UK car production down
UK car production declined -48.2% in June with 56,594 units made, according to figures released today by the Society of Motor Manufacturers and Traders (SMMT). Although post-shutdown production slowly ramped up in the month, strict social distancing measures and weak demand across global markets continued to restrict output.
June manufacturing for the domestic market was down by -63.8%, reflecting the gradual easing of the UK’s retail lockdown. Production for export also fell, by a substantial -45.0%, although overseas orders accounted for nine out of 10 vehicles built as key global markets, including in the EU, China, US, South Korea and Japan, opened for business earlier than the UK.
While June marked a vast improvement on April and May, when only a combined 5,511 cars were built, the performance rounded off the worst first six months for UK car production since 1954. Just 381,357 cars have been built since January, a decline of -42.8% and representing a loss of 285,164 units.
As a consequence of the crisis, at least 11,349 job cuts have already been announced across the industry, including manufacturing, supply chain and retail. Furthermore, new analysis suggests car production losses could total 1.46 million units by 2025 – worth just over £40bn – if no FTA is in place by the end of 2020, forcing the sector to trade on WTO terms with full tariffs applied.
Significant questions remain about the nature of trading conditions from 1 January, with uncertainty about customs procedures, regulation and damaging tariffs causing real concern. According to the latest survey of SMMT members, this lack of clarity is now severely hampering nine in 10 companies’ (93.5%) ability to prepare for the end of the transition period.
The coronavirus crisis has exacerbated this, with six in 10 (61.3%) automotive companies saying Covid-19 has diverted resources away from Brexit preparations, while more than seven out of 10 (77.4%) view securing a tariff and quota free FTA as crucial to their future success.
Mike Hawes, SMMT chief executive, said,
These figures are yet more grim reading for the industry and its workforce, and reveal the difficulties all automotive businesses face as they try to restart while tackling sectoral challenges like no other.
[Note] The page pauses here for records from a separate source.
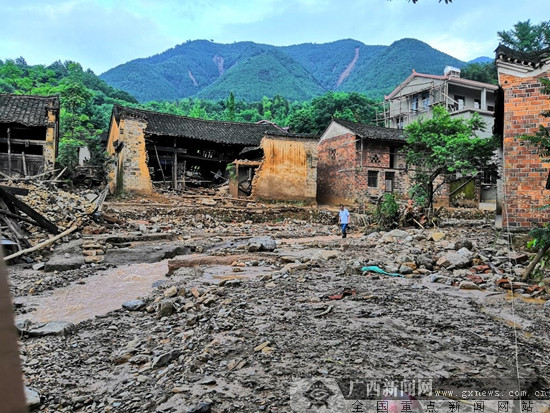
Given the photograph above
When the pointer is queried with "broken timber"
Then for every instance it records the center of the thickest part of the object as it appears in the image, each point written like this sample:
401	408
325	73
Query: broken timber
13	202
42	244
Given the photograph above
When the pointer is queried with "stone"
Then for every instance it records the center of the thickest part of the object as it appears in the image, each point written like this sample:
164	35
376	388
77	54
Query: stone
436	236
166	308
32	397
464	243
424	260
38	266
202	407
405	269
266	243
254	247
171	292
459	259
468	285
53	328
165	358
133	305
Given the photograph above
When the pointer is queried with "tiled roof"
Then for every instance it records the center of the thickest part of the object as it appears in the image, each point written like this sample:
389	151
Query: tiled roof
231	133
26	109
372	132
450	79
533	59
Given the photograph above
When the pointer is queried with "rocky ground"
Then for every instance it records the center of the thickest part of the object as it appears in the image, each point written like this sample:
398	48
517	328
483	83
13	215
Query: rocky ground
259	301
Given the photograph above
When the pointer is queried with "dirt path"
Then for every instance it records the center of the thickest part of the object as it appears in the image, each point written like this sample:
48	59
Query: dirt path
256	331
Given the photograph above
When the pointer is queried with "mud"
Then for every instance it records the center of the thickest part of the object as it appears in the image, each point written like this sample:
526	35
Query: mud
247	326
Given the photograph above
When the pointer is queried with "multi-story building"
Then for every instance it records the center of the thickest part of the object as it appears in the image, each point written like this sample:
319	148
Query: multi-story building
415	98
419	93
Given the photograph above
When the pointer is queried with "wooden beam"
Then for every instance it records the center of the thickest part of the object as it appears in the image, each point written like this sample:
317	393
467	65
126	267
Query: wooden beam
26	142
42	244
43	222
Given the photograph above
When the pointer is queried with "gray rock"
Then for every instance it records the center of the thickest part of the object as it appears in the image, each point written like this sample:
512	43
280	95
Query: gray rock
425	261
32	397
459	259
464	243
468	285
133	305
405	269
165	358
266	243
166	308
53	328
202	407
254	247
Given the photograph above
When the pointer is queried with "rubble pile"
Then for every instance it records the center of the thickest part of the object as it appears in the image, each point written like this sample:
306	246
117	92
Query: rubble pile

Recovery is difficult for all companies, but automotive is unique in facing immense technological shifts, business uncertainty and a fundamental change to trading conditions while dealing with coronavirus.
The critical importance of an EU-UK FTA is self-evident for UK Automotive. Our factories were once set to make two million cars in 2020 but could now produce less than half that number, a result of the devastating effects of the pandemic on top of already challenging market conditions and years of Brexit uncertainty. This industry has demonstrated its inherent competitiveness and global excellence over the past decade. Its long-term future now depends on securing a good deal and a long-term strategy that supports an industry on which so many thousands of jobs across the country depend.
The latest independent production outlook commissioned by SMMT, and also released today, now expects just over 880,000 cars to be produced in the UK this year – some -32% lower than made in 2019 and -30% less than anticipated in January pre-crisis. If realised, this would be the lowest total since 1957.
The analysis also suggests that without a positive trade agreement with the EU, and the industry trading on WTO terms with 10% tariffs, output could stay around the 800,000 mark, or less, to 2025 while a successful conclusion to negotiations with a zero tariff and quota FTA would see car volumes recovering to pre-crisis levels of 1.2 million units within the next few years and the potential for further long-term growth after that.
The UK automotive sector is one of the nation’s most valuable economic assets and a global trading powerhouse, sustaining more than 820,000 jobs with 168,000 directly in manufacturing. A successful restart of the £82bn industry would help sustain jobs nationwide, boost tax revenues and international trade, plus drive a green recovery for the UK by helping government meet climate change and air quality goals.